Esto que Keyserling llamaba lo telúrico,
refiriéndose especialmente a América Hispana, se ha dado poco en poesía. La
formación de los literatos allá ha sido siempre eminentemente literaria, de
academia, de formalidad, cuidadosa de las modas francesas, y yendo en ocasiones
al satanismo, a la exaltación de los pecados, al cinismo, pero casi siempre
haciéndolo por programa literario, por compromiso con un autor o con una moda.
Es en esto Porfirio Barba Jacob un hombre absolutamente actual. Tomó su vida
brutalmente entre las manos, y la arrojó sobre las cuartillas. Llevaba todavía,
fuerza del calendario, una gran dosis de retórica modernista, pero en lo
formal. La esencia que introducía en aquellos frascos cuidadosamente burilados era
una extraña y violenta esencia, que hasta entonces no había sido presentada al
olfato de los mansuetos «lectores de poesía». Al agnosticismo de Darío,
respondía con una rotunda afirmación de lo viviente; si algo es, es
nietzscheano. Y decir nietzscheano en América Hispana es evocar una conjunción
de ideas explosivas con temperamentos superexplosivos. Los resultados están a
la vista en el interior de la obra de Porfirio Barba Jacob. Las consecuencias
de mezclar el ímpetu biológico americano con ideas europeas nacidas en cabezas
frías, hartas de cultura, no pueden ser peores. Ni pueden ser más actuales y
conocidos los ejemplos de ese gran desequilibrio producido por el acto
inevitable de echar en un odre nuevo un vino demasiado viejo. Porfirio Barba
Jacob no extrajo su actitud de una filosofía, sino que coincidió con lo que los
europeos llamarían ingenuamente vitalismo, confesando que necesitaban
redescubrir la existencia de la vida. A él le bastaba con haber nacido en
Antioquía, con sentirse incómodo e inconforme en todas partes, con no caber dentro de su piel y, sobre todo, con no saber francés ni estar atiborrado de
cultura. Puso en marcha el hombre viviente a la americana, con todas sus
consecuencias. De su obra quedan hasta hoy, como perfectamente adecuados a las
circunstancias y exigencia de la puesta actual, unos diez o doce poemas que
hasta aquí parecen irremovibles.

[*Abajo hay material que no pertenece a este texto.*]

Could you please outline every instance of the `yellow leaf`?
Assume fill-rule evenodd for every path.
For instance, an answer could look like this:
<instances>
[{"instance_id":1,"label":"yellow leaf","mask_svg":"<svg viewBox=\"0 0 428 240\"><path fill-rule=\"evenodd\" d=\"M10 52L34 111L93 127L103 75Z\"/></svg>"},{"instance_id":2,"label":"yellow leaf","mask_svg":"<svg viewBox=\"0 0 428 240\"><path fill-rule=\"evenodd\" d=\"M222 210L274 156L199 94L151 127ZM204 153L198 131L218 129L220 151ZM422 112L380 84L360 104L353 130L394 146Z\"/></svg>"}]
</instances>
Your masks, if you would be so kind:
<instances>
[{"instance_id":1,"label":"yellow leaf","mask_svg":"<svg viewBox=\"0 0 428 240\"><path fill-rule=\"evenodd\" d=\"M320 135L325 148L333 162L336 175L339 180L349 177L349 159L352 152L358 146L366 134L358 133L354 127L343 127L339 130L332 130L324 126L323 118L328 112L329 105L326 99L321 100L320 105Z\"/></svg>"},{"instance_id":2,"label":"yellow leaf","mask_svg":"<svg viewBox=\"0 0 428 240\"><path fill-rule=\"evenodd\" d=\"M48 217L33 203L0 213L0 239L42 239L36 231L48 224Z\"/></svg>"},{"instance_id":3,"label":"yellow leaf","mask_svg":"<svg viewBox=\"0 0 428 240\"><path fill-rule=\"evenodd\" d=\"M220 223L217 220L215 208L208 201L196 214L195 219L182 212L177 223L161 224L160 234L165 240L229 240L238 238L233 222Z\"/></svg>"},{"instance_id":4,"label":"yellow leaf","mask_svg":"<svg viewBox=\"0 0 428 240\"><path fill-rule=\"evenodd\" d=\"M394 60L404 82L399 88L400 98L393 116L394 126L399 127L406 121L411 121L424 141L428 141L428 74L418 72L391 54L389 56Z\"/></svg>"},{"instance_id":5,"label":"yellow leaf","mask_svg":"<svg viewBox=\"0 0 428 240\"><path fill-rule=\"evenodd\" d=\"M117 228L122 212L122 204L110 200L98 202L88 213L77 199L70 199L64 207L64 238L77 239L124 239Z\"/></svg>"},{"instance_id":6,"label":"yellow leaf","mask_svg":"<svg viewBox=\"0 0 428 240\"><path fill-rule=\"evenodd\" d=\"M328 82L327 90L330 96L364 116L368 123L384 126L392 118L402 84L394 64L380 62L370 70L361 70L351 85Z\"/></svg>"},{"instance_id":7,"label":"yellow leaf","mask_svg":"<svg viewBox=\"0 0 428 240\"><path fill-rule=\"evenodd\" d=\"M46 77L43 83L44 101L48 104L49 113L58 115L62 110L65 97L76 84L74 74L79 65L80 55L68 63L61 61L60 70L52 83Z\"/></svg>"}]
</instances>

Y dejar dentro del torrente incoercible la
poetización hispanoamericana diez o doce poemas un hombre que cuidó tan poco de
editar y aun de escribir, es proclamar ya una estatura que puede oponerse a la
fuerza arrasadora del viento y de la muerte.
Escritores hispanoamericanos de hoy, Instituto de Cultura Hispánica, 1961.